Market traders said the crisis in the financial sector is due to a liquidity crisis and hike in bank interest rates, dampening investor mood.
Increased investments in private placement, higher interest rates on savings certificates, and soaring non-performing loans in the banking sector, are the reasons for the liquidity crisis in the stock market, they said.
Elaborating, stakeholders said placement trading is the main reason for the liquidity crisis, as such trades are impacting the secondary market.
According to DSE trade data, the benchmark DSEX index lost 231 points in the last one month.
At the end of the month, the index was down to 5,491, which was at 5723.07 points on the first day of trading in March.
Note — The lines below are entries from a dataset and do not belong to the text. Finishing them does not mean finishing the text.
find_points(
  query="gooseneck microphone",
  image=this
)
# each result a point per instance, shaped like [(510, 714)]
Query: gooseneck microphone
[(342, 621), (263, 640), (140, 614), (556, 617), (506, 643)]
During the month, most of the large cap sectors showed negative movements except shares in Cement, Food & Allied, Fuel & Power, and Telecommunication. Food & Allied exhibited the highest positive movement with 1.03% gain and Engineering fell to its lowest,with a 0.84% loss.
In March, the prime bourse market capitalization lost Tk 27,717.45 million . Yesterday it stood at 4,119,653.37 million, which was at Tk 4,147,370.821 million on March 3.
Minhaz Mannan Emon, director of Dhaka Stock Exchange, told the Dhaka Tribune, that placement trading is the main reason for the liquidity crisis. Many big and small investors are investing in placement shares, impacting the secondary market. The money is going out of the main market to the secondary market, he added.
He also said placement trading is basically affecting the secondary market.
Second Vice President of Bangladesh Merchant Bankers Association (BMBA), and Managing Director of Green Delta Capital Limited, Md. Rafiqul Islam, told the Dhaka Tribune: “Investments in the private sector are increasing. It's very positive. But as investors are pulling out funds from the stock market to invest in new industrial ventures, a liquidity crisis becomes inevitable in the market.”
He believes the current market is good for long term investments.
Stock market analyst and Prof. at United International University, Dr. Mohammad Musa, told the Dhaka Tribune, ambitious promises like double-digit growth rates, lower interest rates, initiatives for downsizing default loans and reducing NPLs, failed to restore investor confidence in the capital market.
He suggested the government create a special fund for the stock market.